Miles had to face it: he and Waylon might as well be good athletes, but they were frightened as hell. They found shelter from their rampant hunters in two lockers near the vocational block (as the map read), pondering on their opportunities of safely returning to their homes.
"What should we do now, Waylon? You know this place, give me something!", Miles whispered. Waylon sighed in the darkness of his locker. "To tell the truth, Miles, we have only one place to go and you won't be glad upon hearing it."
"Is it that wedding-thing the others were talking about? Why, that sounds great! There must be lots of people there, we could easily hide in the big commotion", said the videographer. "Just tell me there are no dogs there."
Pleased with their severely defected plan, they left the sanctuary of their lockers. In fact, just in time to stumble into Jeremy Blaire, who seemed to be extremely exasperated. Waylon could tell that it was probably their fault. It was always his fault, at least. "Mr. Park, if you ever fail to report to my desk again, I am going to tell your wife what you did with Steve's doughnut!". "Mr. Park, you are so useless it made my coffee cold and tasteless! Go and make another cup for me!". "Mr. Park, your wife called again. The next time she asks me about your laundry, I'm gonna piss into your goddamn laptop and make you write your goddamn last will with it!". Yet again, a sadistic smile cracked Blaire's face.
"Oh, if it isn't Mr. Upshur and Mr. Park! I just heard you have made a great impression back there in the Male Ward. Congratulations! I would like to express my gratitude by enlisting you to the Bride Pageant, starting just about now, so hurry up since you need the perfect attire for the big day!", Blaire made a hurrying gesture with his hands.
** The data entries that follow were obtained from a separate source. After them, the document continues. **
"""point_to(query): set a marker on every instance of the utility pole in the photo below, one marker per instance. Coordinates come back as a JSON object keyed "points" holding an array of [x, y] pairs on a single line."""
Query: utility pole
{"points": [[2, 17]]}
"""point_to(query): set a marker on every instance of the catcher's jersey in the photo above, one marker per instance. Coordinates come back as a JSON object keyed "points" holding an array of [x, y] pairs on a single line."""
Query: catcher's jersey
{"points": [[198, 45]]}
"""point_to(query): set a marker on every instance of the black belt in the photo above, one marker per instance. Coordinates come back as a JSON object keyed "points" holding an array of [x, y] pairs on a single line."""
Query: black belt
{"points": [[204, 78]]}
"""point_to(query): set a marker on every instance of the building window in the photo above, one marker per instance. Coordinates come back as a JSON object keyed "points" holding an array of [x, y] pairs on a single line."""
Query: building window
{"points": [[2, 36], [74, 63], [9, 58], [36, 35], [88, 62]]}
As an answer, Miles did an unbecoming gesture with his hands.
"No way I am gonna take part in that kind of stuff! I'm a man, for Christ's sake!", Miles uttered. Blaire nonchalantly crossed his arms, supressing a yawn. "Inform our friend here, Mr. Park. But better make it quick". Miles turned to Waylon, who all of a sudden felt really anxious.
"Um, Miles, the whole pageant-event is organised by the Groom, aka Eddie Gluskin. He's rather fond of sewing and clothes, but he is all about weddings. Nevertheless, he is particularly picky when it comes to brides. Take notice of the fact that there are no women here; this is why we need to put up a pretend-game and have his own ways of selecting from his 'brides-to-bes'".
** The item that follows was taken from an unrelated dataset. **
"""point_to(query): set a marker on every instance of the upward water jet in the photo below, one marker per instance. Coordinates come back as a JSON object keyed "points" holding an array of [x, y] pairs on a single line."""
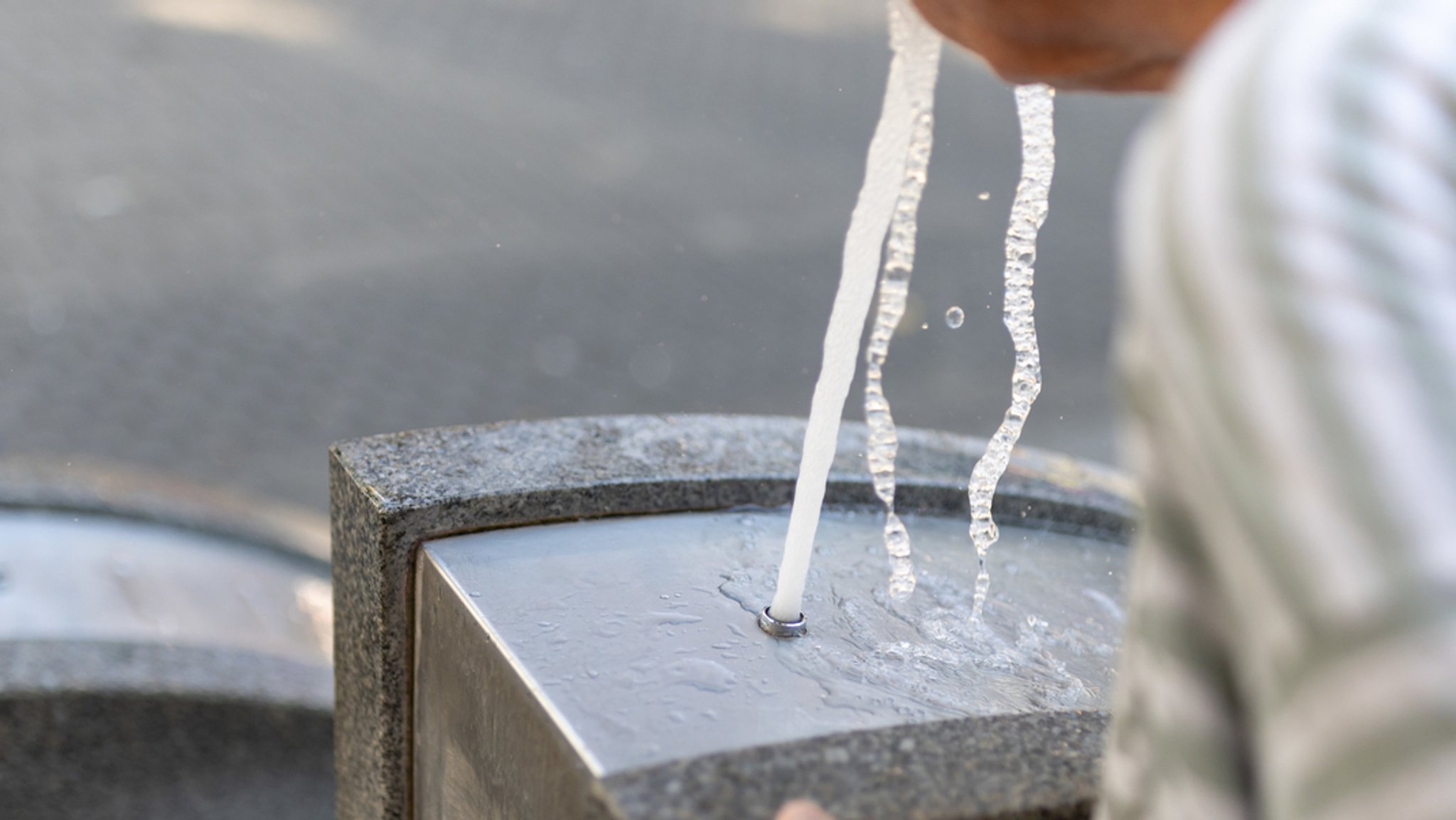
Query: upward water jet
{"points": [[915, 65], [906, 123]]}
"And of course keep in mind, gentlemen, if you do not feel committed enough for such a great step towards happiness, I'm going to get you committed to a prison. End of story, you can go on your merry ways." Blaire added, exhausting every ounce of pessimistic, sadistic, sarcastic, torture-istic element of his words.
"You know what? I am going to do this at will, since I am a wedding videographer. That's what I do for a living, douche!", Miles retorted, grabbing Waylon by his arm and strutting away with great reassurance in his manhood. But since he was a fan of last words, he could not resist the temptation of saying "And by the way, I will be a beautiful bride!"